I stood and acted like I was smoothing down my clothes, but I was really trying to figure out how to face Luke after my enthusiastic display.
I was so confused…
Something dark caught the corner of my eye, and I turned to see Luke’s hat floating by in the water. I brought my hand to my mouth, stifling back a giggle as I caught Luke’s eye and said, “I’m so sorry.”
I must have knocked his hat off his head and into the water when I’d had the visceral need to have my hands in his hair.
Luke grinned and ran a hand over his ruffled hair. “That’s okay, I’ve got plenty.”
“Are you sure you don’t want me to fish it out?” I offered, feeling bad.
We were back on Skywalker when Luke said, “I really like you, Belle.”
My stomach clenched, and I was glad he was sitting behind me and couldn’t see my face. I was sure my uncertainty was obvious.
When I didn’t say anything, he pressed on, “I know you have a lot going on, but I’d like to see what’s between us, and where it may lead. I’d like to think, after what just happened, that you feel the same way, but if you don’t, please just be honest with me.”
Although I was a jumble of emotions, I wouldn’t lie to Luke and tell him I didn’t feel something, because although it was mixed in with the guilt, fear, and doubt, I was more than just attracted to him.
“I like you too,” I began, then added, “But…”
“No, no but. That’s enough for now.” I could hear the smile in Luke’s voice, and I worried about getting his hopes up, when I had no idea what I wanted.
When we cantered around to the front of the house, I felt my stomach dip when I saw that Matty was already home, and the guilt hit again that I was off making out with his father, rather then being where I was supposed to be. Then, my world tilted when I saw that sitting next to him on the porch, was Ms. Lucille.
Chapter 34
I can admit now that I panicked. I kind of lost it.
With everything that had just happened at the pond between Luke and myself, then with both of us admitting that we had feelings with each other, I was in a fragile state. My emotions were on my sleeve, and seeing Ms. Lucille sitting on the porch with Matty turned the blood in my veins to ice and I ran.

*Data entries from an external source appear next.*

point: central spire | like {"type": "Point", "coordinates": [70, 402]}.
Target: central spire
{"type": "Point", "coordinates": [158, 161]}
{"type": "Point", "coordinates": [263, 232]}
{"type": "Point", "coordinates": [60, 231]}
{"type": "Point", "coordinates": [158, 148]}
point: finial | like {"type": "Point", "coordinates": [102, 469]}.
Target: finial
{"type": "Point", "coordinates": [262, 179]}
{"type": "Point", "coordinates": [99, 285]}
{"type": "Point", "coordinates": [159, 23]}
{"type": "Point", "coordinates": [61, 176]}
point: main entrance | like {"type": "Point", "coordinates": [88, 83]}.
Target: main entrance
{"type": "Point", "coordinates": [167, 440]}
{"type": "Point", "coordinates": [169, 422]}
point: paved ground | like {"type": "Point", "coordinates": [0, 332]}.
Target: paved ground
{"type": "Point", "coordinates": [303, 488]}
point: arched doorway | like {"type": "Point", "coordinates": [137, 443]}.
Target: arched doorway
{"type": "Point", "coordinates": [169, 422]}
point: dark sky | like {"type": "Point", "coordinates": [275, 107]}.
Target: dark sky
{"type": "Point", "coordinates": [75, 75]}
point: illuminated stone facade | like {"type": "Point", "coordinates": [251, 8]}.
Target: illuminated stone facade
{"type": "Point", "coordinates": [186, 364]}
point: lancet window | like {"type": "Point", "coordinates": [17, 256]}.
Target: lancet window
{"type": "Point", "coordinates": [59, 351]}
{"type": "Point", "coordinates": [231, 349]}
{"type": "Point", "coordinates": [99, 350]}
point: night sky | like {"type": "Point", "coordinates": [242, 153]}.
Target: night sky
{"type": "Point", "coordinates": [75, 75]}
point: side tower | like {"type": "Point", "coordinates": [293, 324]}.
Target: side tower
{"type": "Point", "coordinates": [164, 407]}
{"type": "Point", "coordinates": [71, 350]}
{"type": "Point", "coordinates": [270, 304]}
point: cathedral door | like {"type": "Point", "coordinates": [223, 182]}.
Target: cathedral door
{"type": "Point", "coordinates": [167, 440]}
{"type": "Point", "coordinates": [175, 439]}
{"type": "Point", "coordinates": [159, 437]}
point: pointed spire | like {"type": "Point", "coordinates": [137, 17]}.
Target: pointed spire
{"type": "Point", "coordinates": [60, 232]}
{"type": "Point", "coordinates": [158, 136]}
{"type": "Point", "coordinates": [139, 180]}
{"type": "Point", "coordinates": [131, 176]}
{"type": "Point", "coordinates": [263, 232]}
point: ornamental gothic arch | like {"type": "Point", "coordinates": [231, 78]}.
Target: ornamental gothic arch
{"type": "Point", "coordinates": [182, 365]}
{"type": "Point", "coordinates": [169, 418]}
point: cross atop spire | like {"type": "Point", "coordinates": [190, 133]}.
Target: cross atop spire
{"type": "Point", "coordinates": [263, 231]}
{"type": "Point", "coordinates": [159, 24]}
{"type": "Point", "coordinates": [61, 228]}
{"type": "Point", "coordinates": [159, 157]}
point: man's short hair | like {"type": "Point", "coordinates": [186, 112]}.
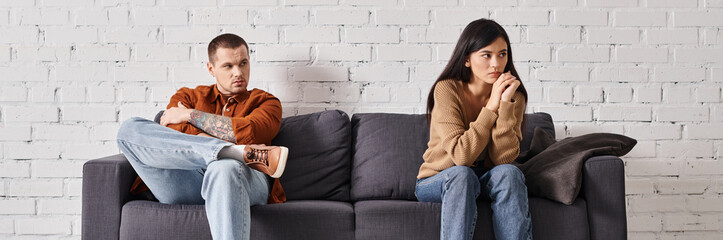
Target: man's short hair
{"type": "Point", "coordinates": [226, 40]}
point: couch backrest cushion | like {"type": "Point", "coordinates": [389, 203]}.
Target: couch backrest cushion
{"type": "Point", "coordinates": [319, 160]}
{"type": "Point", "coordinates": [388, 151]}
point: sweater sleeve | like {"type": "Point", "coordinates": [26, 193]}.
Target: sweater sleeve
{"type": "Point", "coordinates": [507, 134]}
{"type": "Point", "coordinates": [261, 125]}
{"type": "Point", "coordinates": [463, 146]}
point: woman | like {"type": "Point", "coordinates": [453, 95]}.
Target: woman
{"type": "Point", "coordinates": [475, 111]}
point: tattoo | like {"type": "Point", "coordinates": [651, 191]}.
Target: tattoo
{"type": "Point", "coordinates": [214, 125]}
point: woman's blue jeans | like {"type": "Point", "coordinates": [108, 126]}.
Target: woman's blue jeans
{"type": "Point", "coordinates": [457, 189]}
{"type": "Point", "coordinates": [185, 169]}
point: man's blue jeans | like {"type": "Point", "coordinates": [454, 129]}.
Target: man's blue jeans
{"type": "Point", "coordinates": [457, 189]}
{"type": "Point", "coordinates": [185, 169]}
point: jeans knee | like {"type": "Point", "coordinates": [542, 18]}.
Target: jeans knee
{"type": "Point", "coordinates": [507, 174]}
{"type": "Point", "coordinates": [226, 171]}
{"type": "Point", "coordinates": [130, 127]}
{"type": "Point", "coordinates": [463, 176]}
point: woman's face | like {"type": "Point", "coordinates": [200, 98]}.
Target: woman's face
{"type": "Point", "coordinates": [488, 63]}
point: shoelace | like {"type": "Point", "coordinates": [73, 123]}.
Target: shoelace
{"type": "Point", "coordinates": [258, 156]}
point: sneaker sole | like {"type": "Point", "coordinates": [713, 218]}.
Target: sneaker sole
{"type": "Point", "coordinates": [282, 162]}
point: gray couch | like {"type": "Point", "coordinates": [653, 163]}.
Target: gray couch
{"type": "Point", "coordinates": [350, 179]}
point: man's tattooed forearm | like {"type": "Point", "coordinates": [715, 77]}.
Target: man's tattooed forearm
{"type": "Point", "coordinates": [214, 125]}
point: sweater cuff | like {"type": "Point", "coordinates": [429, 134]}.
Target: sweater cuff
{"type": "Point", "coordinates": [507, 115]}
{"type": "Point", "coordinates": [487, 118]}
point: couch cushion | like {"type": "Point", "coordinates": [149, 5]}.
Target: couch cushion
{"type": "Point", "coordinates": [305, 219]}
{"type": "Point", "coordinates": [395, 219]}
{"type": "Point", "coordinates": [152, 220]}
{"type": "Point", "coordinates": [319, 156]}
{"type": "Point", "coordinates": [291, 220]}
{"type": "Point", "coordinates": [532, 120]}
{"type": "Point", "coordinates": [388, 151]}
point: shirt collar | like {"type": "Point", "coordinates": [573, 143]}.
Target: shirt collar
{"type": "Point", "coordinates": [217, 96]}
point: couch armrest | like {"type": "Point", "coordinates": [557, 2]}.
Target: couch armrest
{"type": "Point", "coordinates": [604, 190]}
{"type": "Point", "coordinates": [106, 188]}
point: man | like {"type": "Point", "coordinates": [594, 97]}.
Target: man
{"type": "Point", "coordinates": [207, 145]}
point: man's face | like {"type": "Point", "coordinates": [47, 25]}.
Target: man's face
{"type": "Point", "coordinates": [231, 69]}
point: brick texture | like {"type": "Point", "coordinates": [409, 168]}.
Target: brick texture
{"type": "Point", "coordinates": [73, 70]}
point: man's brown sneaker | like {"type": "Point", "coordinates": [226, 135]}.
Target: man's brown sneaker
{"type": "Point", "coordinates": [266, 159]}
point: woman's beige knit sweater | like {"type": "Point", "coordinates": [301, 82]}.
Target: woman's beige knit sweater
{"type": "Point", "coordinates": [456, 140]}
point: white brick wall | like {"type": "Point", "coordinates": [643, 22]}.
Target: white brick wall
{"type": "Point", "coordinates": [72, 71]}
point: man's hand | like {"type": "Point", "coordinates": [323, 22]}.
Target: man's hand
{"type": "Point", "coordinates": [176, 115]}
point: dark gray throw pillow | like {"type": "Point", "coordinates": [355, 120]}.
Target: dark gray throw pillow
{"type": "Point", "coordinates": [531, 122]}
{"type": "Point", "coordinates": [319, 160]}
{"type": "Point", "coordinates": [556, 172]}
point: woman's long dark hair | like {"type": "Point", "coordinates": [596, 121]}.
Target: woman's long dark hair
{"type": "Point", "coordinates": [477, 35]}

Not literally. I mean, I didn’t take off running like a crazy person, but I didn’t stick around either.
I plastered a smile on my face for Matty and Lucille, and went inside. I could hear Lucille tell Luke that they needed to talk, after he asked how her grandchild was, but I lost the strains of their voices as I hurried down the hall to my room.

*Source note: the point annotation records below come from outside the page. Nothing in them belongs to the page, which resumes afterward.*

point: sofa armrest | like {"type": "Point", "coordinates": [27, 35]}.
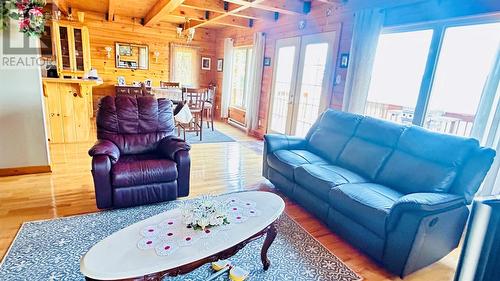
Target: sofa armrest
{"type": "Point", "coordinates": [275, 142]}
{"type": "Point", "coordinates": [105, 147]}
{"type": "Point", "coordinates": [424, 203]}
{"type": "Point", "coordinates": [101, 172]}
{"type": "Point", "coordinates": [169, 146]}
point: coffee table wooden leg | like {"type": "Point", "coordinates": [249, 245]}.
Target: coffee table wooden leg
{"type": "Point", "coordinates": [270, 235]}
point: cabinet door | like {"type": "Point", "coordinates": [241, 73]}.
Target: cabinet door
{"type": "Point", "coordinates": [78, 49]}
{"type": "Point", "coordinates": [67, 93]}
{"type": "Point", "coordinates": [64, 52]}
{"type": "Point", "coordinates": [86, 49]}
{"type": "Point", "coordinates": [55, 118]}
{"type": "Point", "coordinates": [81, 117]}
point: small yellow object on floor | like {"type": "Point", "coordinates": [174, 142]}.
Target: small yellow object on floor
{"type": "Point", "coordinates": [238, 274]}
{"type": "Point", "coordinates": [220, 264]}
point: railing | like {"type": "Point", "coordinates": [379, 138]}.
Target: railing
{"type": "Point", "coordinates": [445, 122]}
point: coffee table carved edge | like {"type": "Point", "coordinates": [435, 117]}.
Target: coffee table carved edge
{"type": "Point", "coordinates": [270, 231]}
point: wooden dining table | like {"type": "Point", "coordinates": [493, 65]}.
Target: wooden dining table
{"type": "Point", "coordinates": [174, 94]}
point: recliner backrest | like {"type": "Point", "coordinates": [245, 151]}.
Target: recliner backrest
{"type": "Point", "coordinates": [369, 148]}
{"type": "Point", "coordinates": [328, 137]}
{"type": "Point", "coordinates": [472, 173]}
{"type": "Point", "coordinates": [425, 161]}
{"type": "Point", "coordinates": [134, 124]}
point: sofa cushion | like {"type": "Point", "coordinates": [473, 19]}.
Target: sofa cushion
{"type": "Point", "coordinates": [319, 179]}
{"type": "Point", "coordinates": [285, 161]}
{"type": "Point", "coordinates": [368, 204]}
{"type": "Point", "coordinates": [332, 133]}
{"type": "Point", "coordinates": [371, 145]}
{"type": "Point", "coordinates": [425, 161]}
{"type": "Point", "coordinates": [142, 169]}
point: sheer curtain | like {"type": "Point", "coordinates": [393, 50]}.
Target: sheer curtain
{"type": "Point", "coordinates": [227, 77]}
{"type": "Point", "coordinates": [367, 26]}
{"type": "Point", "coordinates": [185, 65]}
{"type": "Point", "coordinates": [486, 126]}
{"type": "Point", "coordinates": [255, 82]}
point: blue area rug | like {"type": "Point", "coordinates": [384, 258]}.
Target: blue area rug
{"type": "Point", "coordinates": [51, 250]}
{"type": "Point", "coordinates": [209, 136]}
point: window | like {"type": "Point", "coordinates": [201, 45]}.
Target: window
{"type": "Point", "coordinates": [434, 75]}
{"type": "Point", "coordinates": [397, 73]}
{"type": "Point", "coordinates": [240, 76]}
{"type": "Point", "coordinates": [466, 59]}
{"type": "Point", "coordinates": [184, 65]}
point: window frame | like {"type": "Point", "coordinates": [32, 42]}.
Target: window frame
{"type": "Point", "coordinates": [249, 54]}
{"type": "Point", "coordinates": [438, 28]}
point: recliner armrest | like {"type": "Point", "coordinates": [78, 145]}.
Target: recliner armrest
{"type": "Point", "coordinates": [425, 203]}
{"type": "Point", "coordinates": [105, 147]}
{"type": "Point", "coordinates": [275, 142]}
{"type": "Point", "coordinates": [169, 146]}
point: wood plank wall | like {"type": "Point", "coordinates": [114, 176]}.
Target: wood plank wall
{"type": "Point", "coordinates": [104, 33]}
{"type": "Point", "coordinates": [317, 21]}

I grabbed my purse and my keys, then rushed unseen out the back door and got in my car. I didn’t look to see the expressions on their faces as I drove past the house and down Luke’s street, instead keeping my eyes straight as my heart pounded loudly in my chest.
This is what I’d been afraid of … Right when I let my guard down and admitted that I was falling for the man of Hope Heals Ranch, it was all going to be taken away from me, just like Ricky.

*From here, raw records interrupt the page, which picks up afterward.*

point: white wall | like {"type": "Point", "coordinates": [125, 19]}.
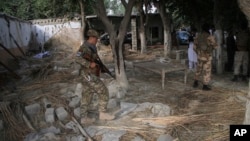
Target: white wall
{"type": "Point", "coordinates": [28, 34]}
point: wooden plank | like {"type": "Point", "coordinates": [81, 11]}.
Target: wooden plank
{"type": "Point", "coordinates": [162, 68]}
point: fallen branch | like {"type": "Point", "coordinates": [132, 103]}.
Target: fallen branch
{"type": "Point", "coordinates": [81, 129]}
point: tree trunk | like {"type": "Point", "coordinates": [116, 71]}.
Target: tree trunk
{"type": "Point", "coordinates": [116, 40]}
{"type": "Point", "coordinates": [219, 36]}
{"type": "Point", "coordinates": [142, 30]}
{"type": "Point", "coordinates": [166, 25]}
{"type": "Point", "coordinates": [82, 19]}
{"type": "Point", "coordinates": [245, 8]}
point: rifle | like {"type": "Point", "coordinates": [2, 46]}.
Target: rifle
{"type": "Point", "coordinates": [100, 66]}
{"type": "Point", "coordinates": [103, 67]}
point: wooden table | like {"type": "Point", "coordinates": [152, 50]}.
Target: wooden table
{"type": "Point", "coordinates": [162, 68]}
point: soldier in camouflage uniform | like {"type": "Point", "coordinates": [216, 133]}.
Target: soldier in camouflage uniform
{"type": "Point", "coordinates": [241, 54]}
{"type": "Point", "coordinates": [90, 72]}
{"type": "Point", "coordinates": [204, 45]}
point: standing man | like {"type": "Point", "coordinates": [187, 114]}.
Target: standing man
{"type": "Point", "coordinates": [204, 45]}
{"type": "Point", "coordinates": [241, 54]}
{"type": "Point", "coordinates": [90, 72]}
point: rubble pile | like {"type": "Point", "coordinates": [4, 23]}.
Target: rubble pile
{"type": "Point", "coordinates": [44, 104]}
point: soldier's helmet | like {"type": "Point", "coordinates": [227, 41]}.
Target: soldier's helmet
{"type": "Point", "coordinates": [92, 33]}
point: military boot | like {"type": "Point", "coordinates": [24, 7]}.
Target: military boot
{"type": "Point", "coordinates": [235, 79]}
{"type": "Point", "coordinates": [87, 120]}
{"type": "Point", "coordinates": [244, 78]}
{"type": "Point", "coordinates": [195, 85]}
{"type": "Point", "coordinates": [106, 116]}
{"type": "Point", "coordinates": [206, 88]}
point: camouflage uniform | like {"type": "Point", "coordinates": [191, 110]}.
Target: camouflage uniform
{"type": "Point", "coordinates": [205, 43]}
{"type": "Point", "coordinates": [93, 84]}
{"type": "Point", "coordinates": [241, 55]}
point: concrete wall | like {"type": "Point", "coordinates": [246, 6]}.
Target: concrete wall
{"type": "Point", "coordinates": [14, 33]}
{"type": "Point", "coordinates": [17, 36]}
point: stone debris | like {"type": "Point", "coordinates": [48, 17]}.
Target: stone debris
{"type": "Point", "coordinates": [165, 138]}
{"type": "Point", "coordinates": [50, 115]}
{"type": "Point", "coordinates": [61, 113]}
{"type": "Point", "coordinates": [51, 106]}
{"type": "Point", "coordinates": [33, 109]}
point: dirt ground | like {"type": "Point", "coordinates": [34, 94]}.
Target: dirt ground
{"type": "Point", "coordinates": [196, 115]}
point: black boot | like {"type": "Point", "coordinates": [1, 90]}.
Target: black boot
{"type": "Point", "coordinates": [244, 78]}
{"type": "Point", "coordinates": [206, 88]}
{"type": "Point", "coordinates": [195, 85]}
{"type": "Point", "coordinates": [235, 79]}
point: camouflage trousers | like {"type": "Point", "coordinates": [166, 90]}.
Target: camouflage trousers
{"type": "Point", "coordinates": [241, 58]}
{"type": "Point", "coordinates": [204, 68]}
{"type": "Point", "coordinates": [93, 85]}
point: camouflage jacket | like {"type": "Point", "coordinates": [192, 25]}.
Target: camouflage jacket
{"type": "Point", "coordinates": [204, 45]}
{"type": "Point", "coordinates": [86, 54]}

I drove into Charleston in full panic mode, not even knowing my destination, just knowing I needed to be as far away from Ms. Lucille’s welcome home as possible.
And that made me feel guilty too. Why shouldn’t they be happy to have Ms. Lucille home? She’d been there first. She’d worked at that ranch for most of her life, and was deeply ingrained in their family. It was hateful for me to wish she hadn’t come back. I knew that, but couldn’t help feeling it anyway.
I parked in the same lot that Ginger and I had been to less than a week before and walked. I thought and walked until I was in the same row of restaurants and bars that we’d eaten at with Jones.
I paused in front of an Irish pub, standing outside the door looking in, for probably longer than was normal, weighing my options.
I should call Sarah. We’d spoken after Ginger left, and she was pleased that all of my friends made such an effort to shield me from drinking. She didn’t think I should feel bad about it at all, but rather I should be grateful that I had people in my life who cared about me that much.
I didn’t want to call Sarah, because I knew she’d tell me not to go in the pub.
I went in the pub.
I love bars and clubs, but nothing beats the feel of a pub. The warm feel of the wood, the catchy music playing in the background, and the sight of a bartender chatting up his patrons, as he pulled a pint of Guinness.
I’d always loved going to pubs the most. Ricky and I had a favorite one in San Diego, and would go there to meet friends, or to just hang out and chat with each other as we enjoyed a Black & Tan.